After liberation, Abe spent six months in a castle in Stijine, near Prague, where children who had survived the holocaust, were being rehabilitated. He then joined his eldest brother, Zruli, at a DP camp in Munich where they were preparing to go to Palestine. In Munich, Abe accessed two lots of food rations, and would exchange food items for private piano and violin lessons. After a year in Munich, instead of going to Palestine, my father joined his brother, David, who had gone to England. Soon afterwards, he discovered that his sister, Miriam, had survived; she went to live in the newly-founded state of Israel.
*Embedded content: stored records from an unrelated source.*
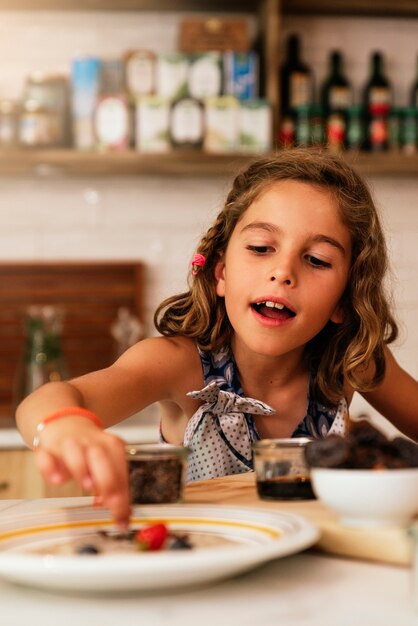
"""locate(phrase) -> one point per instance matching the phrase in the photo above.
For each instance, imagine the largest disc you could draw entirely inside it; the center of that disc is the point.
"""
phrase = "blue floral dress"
(221, 432)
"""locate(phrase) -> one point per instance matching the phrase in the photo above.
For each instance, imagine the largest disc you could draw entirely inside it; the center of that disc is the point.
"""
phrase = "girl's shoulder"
(173, 357)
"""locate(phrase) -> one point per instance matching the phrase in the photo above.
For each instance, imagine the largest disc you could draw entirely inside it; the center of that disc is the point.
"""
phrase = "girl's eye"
(259, 249)
(315, 262)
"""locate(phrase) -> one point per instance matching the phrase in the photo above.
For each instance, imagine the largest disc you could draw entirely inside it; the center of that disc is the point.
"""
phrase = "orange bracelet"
(66, 412)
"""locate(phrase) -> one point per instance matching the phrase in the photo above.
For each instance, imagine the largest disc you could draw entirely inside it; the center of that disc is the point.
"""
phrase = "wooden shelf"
(50, 163)
(204, 6)
(57, 163)
(308, 7)
(381, 8)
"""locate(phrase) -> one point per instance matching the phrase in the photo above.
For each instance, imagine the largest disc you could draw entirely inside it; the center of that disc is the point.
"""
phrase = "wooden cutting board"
(388, 545)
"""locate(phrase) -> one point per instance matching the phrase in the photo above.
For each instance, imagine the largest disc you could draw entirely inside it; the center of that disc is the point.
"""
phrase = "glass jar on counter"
(52, 91)
(8, 124)
(38, 125)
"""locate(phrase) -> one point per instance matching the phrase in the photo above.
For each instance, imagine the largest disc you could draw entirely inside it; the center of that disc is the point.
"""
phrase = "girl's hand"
(74, 448)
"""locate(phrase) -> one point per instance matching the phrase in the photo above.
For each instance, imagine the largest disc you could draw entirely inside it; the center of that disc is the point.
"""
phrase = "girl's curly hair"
(342, 352)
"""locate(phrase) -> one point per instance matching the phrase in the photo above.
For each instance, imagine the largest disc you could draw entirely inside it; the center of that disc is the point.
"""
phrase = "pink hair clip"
(198, 261)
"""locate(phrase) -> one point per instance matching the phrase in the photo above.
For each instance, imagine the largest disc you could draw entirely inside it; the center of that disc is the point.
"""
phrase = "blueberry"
(180, 543)
(88, 548)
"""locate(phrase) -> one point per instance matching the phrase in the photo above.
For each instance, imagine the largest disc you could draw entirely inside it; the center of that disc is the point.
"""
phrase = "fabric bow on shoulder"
(221, 427)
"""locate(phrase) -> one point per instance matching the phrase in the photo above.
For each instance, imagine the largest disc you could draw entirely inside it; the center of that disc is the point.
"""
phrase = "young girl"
(284, 319)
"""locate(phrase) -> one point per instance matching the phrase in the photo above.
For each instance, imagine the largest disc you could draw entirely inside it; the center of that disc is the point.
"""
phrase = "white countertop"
(306, 589)
(140, 428)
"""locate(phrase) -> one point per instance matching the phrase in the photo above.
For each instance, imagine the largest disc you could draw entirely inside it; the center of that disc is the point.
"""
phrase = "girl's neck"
(258, 371)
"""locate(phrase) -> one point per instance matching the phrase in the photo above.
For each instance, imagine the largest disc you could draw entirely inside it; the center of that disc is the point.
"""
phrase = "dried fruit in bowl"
(366, 447)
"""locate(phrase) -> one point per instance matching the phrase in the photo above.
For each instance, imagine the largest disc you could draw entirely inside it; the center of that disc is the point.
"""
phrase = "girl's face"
(285, 268)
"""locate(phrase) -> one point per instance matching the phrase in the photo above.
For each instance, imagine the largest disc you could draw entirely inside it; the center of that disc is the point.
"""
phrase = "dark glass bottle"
(377, 99)
(336, 91)
(43, 359)
(355, 128)
(413, 97)
(296, 79)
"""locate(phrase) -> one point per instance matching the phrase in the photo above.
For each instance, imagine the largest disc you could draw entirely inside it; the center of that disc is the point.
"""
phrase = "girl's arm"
(73, 446)
(396, 398)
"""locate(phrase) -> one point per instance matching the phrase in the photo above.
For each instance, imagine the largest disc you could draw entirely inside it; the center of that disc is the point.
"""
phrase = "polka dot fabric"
(221, 432)
(219, 435)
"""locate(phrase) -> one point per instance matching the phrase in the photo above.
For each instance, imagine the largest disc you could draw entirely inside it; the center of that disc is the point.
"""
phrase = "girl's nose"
(284, 273)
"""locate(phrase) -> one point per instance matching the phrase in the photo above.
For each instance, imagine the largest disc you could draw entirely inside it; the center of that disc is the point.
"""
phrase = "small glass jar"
(413, 534)
(156, 472)
(8, 124)
(281, 469)
(38, 126)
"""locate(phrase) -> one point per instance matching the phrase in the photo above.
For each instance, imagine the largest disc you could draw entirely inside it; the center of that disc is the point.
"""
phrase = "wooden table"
(387, 545)
(306, 589)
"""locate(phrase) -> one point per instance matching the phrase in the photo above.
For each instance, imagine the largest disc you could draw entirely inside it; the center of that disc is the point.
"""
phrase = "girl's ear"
(338, 315)
(220, 278)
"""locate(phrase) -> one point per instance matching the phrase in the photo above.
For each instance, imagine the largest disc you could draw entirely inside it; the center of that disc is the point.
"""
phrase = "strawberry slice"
(151, 537)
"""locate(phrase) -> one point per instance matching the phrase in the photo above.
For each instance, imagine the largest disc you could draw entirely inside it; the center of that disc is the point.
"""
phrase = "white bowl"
(368, 498)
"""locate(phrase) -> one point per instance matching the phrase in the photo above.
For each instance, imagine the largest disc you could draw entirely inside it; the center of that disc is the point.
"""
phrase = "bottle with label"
(186, 123)
(9, 113)
(43, 359)
(295, 78)
(303, 125)
(377, 98)
(355, 128)
(413, 97)
(409, 132)
(336, 97)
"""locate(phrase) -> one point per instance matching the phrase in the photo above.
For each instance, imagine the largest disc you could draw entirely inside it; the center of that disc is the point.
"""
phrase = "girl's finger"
(74, 457)
(108, 483)
(51, 468)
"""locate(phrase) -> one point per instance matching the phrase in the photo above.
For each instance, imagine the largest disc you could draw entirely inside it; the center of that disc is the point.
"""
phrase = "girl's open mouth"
(273, 310)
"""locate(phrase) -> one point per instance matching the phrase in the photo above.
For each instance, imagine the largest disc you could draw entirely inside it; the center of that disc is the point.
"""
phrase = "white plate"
(257, 535)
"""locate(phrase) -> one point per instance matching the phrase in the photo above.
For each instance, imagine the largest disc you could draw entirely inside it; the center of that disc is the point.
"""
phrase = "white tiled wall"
(159, 220)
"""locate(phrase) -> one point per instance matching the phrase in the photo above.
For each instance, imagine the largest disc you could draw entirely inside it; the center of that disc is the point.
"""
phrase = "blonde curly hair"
(341, 352)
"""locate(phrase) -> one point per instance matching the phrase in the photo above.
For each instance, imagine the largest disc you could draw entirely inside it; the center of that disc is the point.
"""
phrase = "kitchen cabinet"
(20, 478)
(185, 163)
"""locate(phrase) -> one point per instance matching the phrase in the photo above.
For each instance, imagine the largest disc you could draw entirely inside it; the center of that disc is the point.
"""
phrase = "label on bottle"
(287, 132)
(378, 132)
(222, 129)
(339, 98)
(336, 131)
(186, 122)
(379, 101)
(112, 122)
(354, 133)
(140, 72)
(255, 126)
(152, 124)
(205, 75)
(409, 133)
(299, 89)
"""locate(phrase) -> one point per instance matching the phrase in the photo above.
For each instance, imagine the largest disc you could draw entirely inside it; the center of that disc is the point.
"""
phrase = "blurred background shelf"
(238, 6)
(67, 162)
(383, 8)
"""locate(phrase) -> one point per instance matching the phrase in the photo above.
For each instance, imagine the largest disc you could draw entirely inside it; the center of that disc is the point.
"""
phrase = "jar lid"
(290, 442)
(156, 451)
(43, 78)
(34, 106)
(8, 106)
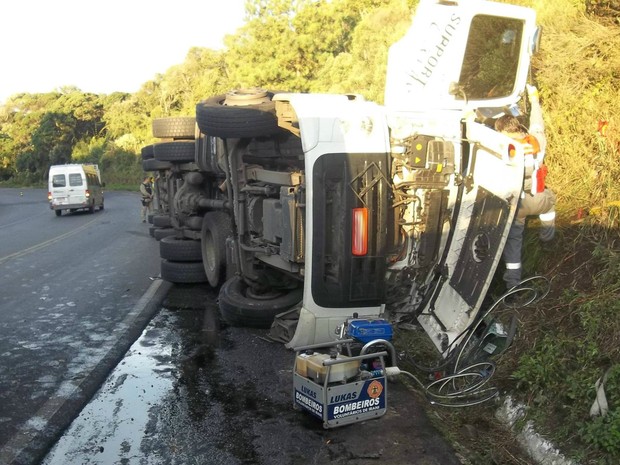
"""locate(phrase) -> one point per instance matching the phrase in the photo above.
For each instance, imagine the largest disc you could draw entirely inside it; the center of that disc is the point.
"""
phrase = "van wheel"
(216, 227)
(179, 250)
(238, 114)
(162, 221)
(240, 307)
(182, 272)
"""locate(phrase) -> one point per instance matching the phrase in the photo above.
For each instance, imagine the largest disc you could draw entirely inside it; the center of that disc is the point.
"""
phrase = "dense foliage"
(567, 342)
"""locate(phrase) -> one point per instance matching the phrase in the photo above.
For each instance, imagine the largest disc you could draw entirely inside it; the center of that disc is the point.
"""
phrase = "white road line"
(37, 424)
(44, 244)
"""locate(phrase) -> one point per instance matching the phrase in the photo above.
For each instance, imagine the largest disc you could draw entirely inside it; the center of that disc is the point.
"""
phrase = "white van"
(75, 187)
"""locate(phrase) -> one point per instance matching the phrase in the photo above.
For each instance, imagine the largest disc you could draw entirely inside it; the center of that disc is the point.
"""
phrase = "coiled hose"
(467, 385)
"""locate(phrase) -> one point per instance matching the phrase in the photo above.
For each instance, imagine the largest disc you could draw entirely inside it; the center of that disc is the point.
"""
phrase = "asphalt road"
(75, 294)
(192, 390)
(82, 336)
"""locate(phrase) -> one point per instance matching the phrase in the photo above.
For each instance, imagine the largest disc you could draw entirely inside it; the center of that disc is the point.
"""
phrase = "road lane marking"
(32, 429)
(44, 244)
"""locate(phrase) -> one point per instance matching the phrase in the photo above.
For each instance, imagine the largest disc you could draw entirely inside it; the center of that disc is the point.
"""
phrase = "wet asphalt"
(192, 390)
In England, Abe qualified as an architect, and designed our first house, of which his preliminary drawing appears in the square. The hazelnut twig created by Abe’s eldest granddaughter, Hava, commemorates his fondness of eating his favourite nuts! Abe married Israeli Hava, and together they had four children. Although he didn’t know it while he was alive, Abe now has eleven grandchildren. He died in 1989, at the age of 58.

Marilyn Herman

David Herman

tbmq-156David was born on 6th September 1926 in Munkacs, Czechoslovakia. In April 1944 he was transported to Auschwitz, separated from his family, and then taken to Buchenwald where this black and white photograph was taken of him in prison uniform aged 17 – it is the earliest photograph we have. He survived slave labour in Gleina and Rhemsdorf and miraculously met up with his younger brother, Abe. They kept each other alive on the harrowing death march to Theresienstadt where they were liberated. More than 40 members of the extended Herman family were lost in the camps, but amazingly all three of David’s siblings survived.
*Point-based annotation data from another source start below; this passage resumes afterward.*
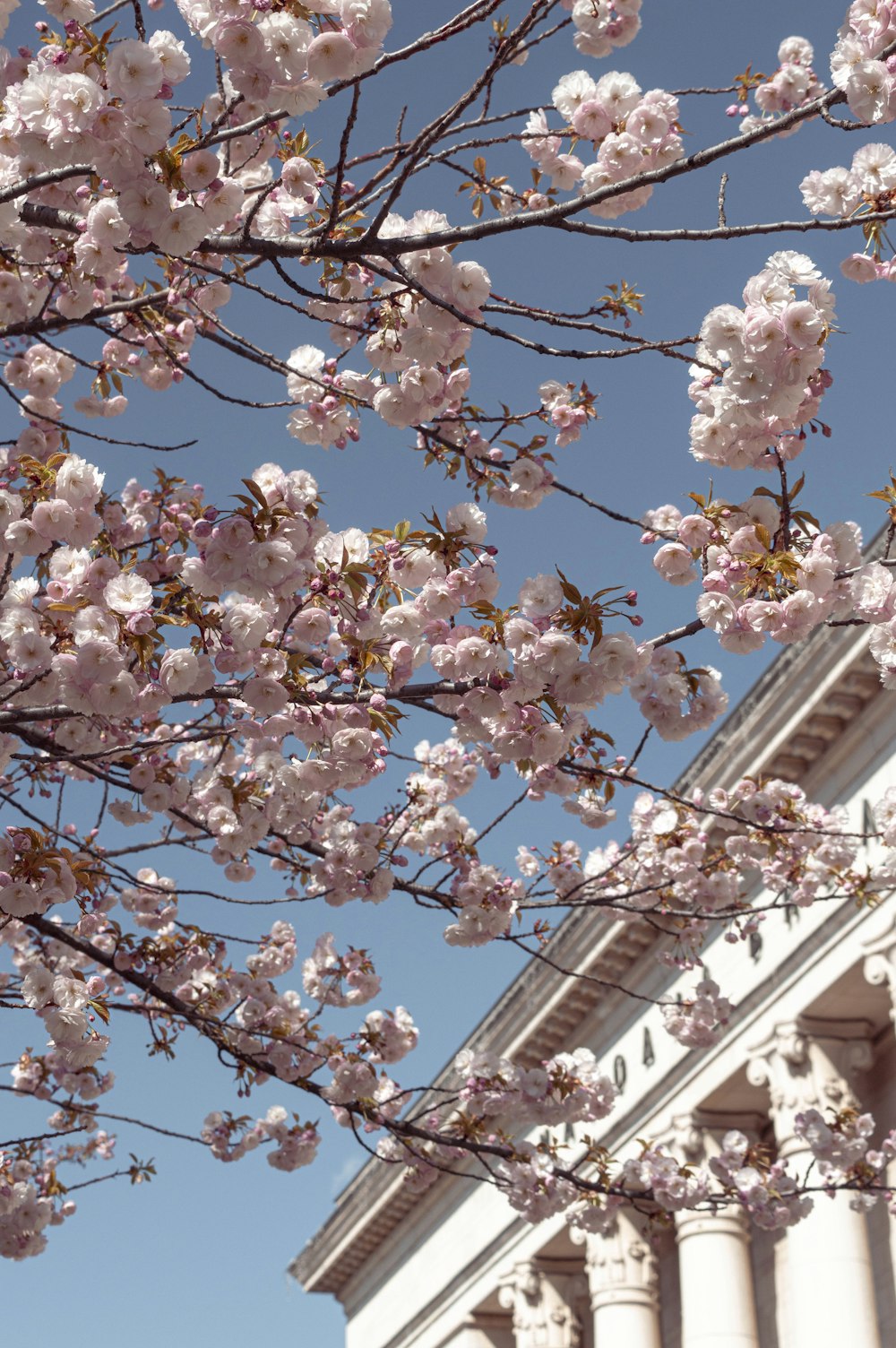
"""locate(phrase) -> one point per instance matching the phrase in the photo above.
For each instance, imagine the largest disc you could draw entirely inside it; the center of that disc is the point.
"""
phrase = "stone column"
(543, 1294)
(623, 1283)
(880, 971)
(719, 1308)
(831, 1292)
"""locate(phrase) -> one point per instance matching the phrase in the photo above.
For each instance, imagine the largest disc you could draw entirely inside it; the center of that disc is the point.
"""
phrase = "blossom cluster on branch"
(224, 676)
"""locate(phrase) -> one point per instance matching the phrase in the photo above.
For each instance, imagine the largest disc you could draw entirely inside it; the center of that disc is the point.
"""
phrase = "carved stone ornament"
(810, 1064)
(543, 1307)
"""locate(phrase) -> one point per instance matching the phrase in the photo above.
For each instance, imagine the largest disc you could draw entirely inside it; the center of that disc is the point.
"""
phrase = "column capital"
(542, 1296)
(810, 1064)
(697, 1136)
(621, 1265)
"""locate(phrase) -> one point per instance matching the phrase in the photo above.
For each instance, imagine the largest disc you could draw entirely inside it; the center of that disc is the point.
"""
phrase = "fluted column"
(624, 1285)
(542, 1297)
(719, 1307)
(812, 1065)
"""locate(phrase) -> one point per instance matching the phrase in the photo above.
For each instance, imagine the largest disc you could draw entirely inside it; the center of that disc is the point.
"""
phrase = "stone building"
(813, 1024)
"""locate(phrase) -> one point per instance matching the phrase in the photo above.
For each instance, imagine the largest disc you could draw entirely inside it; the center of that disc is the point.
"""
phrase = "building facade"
(813, 1026)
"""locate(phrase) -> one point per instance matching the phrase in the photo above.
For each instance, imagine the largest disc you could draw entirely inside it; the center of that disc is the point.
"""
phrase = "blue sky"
(200, 1254)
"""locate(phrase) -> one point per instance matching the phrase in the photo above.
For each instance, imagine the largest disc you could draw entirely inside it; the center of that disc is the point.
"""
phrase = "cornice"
(784, 725)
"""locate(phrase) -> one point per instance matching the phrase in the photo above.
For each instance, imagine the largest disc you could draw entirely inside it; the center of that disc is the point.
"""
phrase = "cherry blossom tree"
(221, 677)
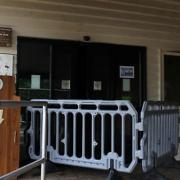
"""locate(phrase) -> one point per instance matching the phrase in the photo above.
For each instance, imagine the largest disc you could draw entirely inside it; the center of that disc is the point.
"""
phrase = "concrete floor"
(75, 173)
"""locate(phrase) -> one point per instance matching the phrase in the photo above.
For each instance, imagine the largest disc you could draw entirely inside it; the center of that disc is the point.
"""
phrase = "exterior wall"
(154, 24)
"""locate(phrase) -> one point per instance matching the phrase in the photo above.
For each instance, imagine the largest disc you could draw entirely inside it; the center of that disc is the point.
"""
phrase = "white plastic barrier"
(160, 133)
(104, 134)
(94, 134)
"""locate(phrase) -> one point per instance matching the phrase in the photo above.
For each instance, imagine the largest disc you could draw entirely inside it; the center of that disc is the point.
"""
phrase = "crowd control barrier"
(94, 134)
(160, 133)
(42, 158)
(106, 134)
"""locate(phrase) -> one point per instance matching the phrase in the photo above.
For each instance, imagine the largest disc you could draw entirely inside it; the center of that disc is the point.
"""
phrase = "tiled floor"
(74, 173)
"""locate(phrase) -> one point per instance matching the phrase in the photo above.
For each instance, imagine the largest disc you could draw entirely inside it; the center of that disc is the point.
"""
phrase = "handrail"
(42, 160)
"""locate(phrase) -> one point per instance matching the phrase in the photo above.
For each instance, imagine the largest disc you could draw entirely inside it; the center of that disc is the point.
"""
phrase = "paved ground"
(74, 173)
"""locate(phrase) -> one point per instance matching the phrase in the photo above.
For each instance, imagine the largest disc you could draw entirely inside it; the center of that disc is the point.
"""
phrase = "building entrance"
(58, 69)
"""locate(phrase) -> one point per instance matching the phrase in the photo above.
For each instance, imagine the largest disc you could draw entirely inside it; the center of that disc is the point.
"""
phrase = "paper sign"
(6, 64)
(35, 81)
(126, 71)
(66, 84)
(126, 85)
(1, 116)
(97, 85)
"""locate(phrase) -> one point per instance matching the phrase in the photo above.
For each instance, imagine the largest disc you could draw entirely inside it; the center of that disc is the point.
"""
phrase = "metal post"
(44, 151)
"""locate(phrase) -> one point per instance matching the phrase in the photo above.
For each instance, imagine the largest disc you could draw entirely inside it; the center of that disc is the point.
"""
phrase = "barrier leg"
(172, 163)
(154, 174)
(113, 174)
From an orphanage, Belgická 25, in Prague, David came to Montford Hall in Lancashire in March 1946 with other Boys for rehabilitation, before moving to London to start again. In 1954 David married Olive, his inspiration and the love of his life, and they built a new family.
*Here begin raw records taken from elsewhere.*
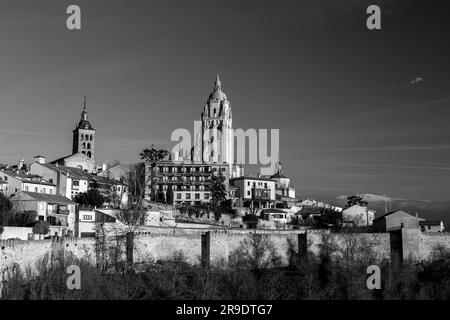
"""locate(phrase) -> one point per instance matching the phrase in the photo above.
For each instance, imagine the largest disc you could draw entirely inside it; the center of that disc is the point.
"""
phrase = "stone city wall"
(153, 243)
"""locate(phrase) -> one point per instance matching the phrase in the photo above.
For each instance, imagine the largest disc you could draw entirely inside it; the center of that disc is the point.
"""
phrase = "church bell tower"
(84, 135)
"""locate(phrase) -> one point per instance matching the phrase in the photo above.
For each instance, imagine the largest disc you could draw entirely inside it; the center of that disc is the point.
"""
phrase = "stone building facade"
(186, 178)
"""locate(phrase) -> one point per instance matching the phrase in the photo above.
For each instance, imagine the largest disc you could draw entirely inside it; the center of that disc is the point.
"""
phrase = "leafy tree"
(41, 227)
(153, 154)
(355, 199)
(135, 182)
(329, 217)
(5, 209)
(92, 198)
(218, 194)
(24, 219)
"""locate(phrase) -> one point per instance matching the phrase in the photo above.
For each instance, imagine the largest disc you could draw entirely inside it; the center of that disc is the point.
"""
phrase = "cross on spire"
(218, 83)
(84, 113)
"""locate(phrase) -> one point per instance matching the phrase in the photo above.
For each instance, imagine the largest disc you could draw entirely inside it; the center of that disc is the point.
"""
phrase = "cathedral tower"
(84, 135)
(217, 130)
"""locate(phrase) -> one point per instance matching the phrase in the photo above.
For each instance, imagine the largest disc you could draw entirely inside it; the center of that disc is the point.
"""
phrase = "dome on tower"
(84, 122)
(217, 94)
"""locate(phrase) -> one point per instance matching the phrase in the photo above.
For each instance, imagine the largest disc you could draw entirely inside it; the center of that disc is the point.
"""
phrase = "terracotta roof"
(251, 178)
(73, 172)
(429, 223)
(389, 213)
(51, 198)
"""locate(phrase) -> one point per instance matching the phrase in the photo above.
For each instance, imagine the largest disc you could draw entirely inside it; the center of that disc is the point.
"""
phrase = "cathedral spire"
(218, 83)
(84, 113)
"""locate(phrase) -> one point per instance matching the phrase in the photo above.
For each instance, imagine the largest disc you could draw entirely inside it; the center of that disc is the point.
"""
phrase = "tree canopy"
(92, 198)
(218, 194)
(153, 154)
(355, 199)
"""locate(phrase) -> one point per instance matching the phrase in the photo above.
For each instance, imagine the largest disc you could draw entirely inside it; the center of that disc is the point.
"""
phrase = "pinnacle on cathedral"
(217, 94)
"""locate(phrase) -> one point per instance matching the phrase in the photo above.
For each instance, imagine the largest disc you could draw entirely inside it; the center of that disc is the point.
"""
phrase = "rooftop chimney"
(39, 159)
(20, 164)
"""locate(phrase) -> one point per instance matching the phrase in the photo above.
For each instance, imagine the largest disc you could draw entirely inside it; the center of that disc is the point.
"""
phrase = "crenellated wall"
(152, 244)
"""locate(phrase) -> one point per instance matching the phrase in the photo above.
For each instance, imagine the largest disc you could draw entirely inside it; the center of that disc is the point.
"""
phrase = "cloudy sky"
(358, 110)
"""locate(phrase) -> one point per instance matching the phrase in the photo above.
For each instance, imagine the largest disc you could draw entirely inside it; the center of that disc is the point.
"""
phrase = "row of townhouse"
(71, 181)
(14, 181)
(49, 190)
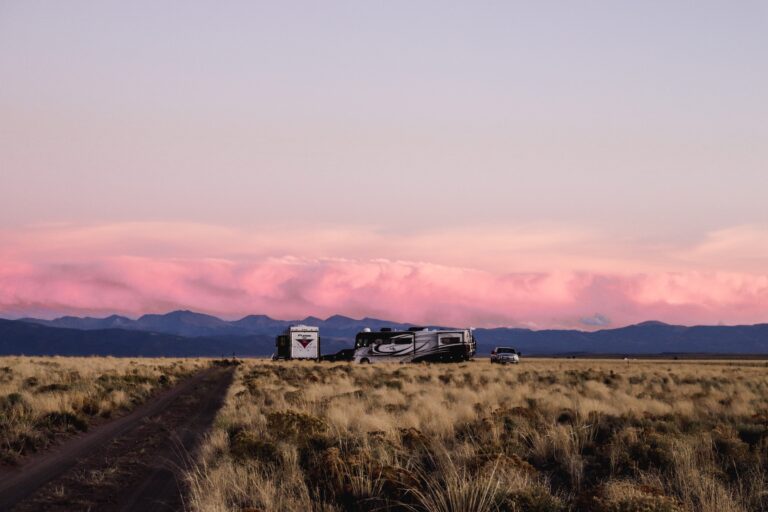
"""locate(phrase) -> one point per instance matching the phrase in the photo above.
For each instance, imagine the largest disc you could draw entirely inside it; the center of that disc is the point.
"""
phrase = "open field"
(547, 435)
(43, 399)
We all discussed what to include in the square and Julia brought our ideas to life. The Carpathian mountains and the Latorica river form the backdrop to an idyllic childhood. The pear and walnuts are from stories of David’s childhood – many revolved around climbing trees. The roots of the walnut tree are intertwined with the names of David’s grandparents, parents and three siblings. David and Olive’s names are inscribed on the trunk, their children and families’ names on the leaves, along with jewels. David said his four children were his jewels, his ten grandchildren were his diamonds.David’s grandfather owned a brick factory, represented by the brick border containing names of family members who perished and words representing David’s interests and things he loved – sculpture, chess, backgammon, swimming, sunshine, nuts, bagels, gnocchi, Israel, The Boys.
On the right, David is seated behind a chess board waiting for Abe to make his next move. On the left are sketches of his designs for Herwa Fashions, the company he built with Olive. David was incredibly artistic and a genius with scissors, cutting designs first out of paper which were then sketched.
Whenever he walked into a room, he always used to say: “Hello, you lucky people!”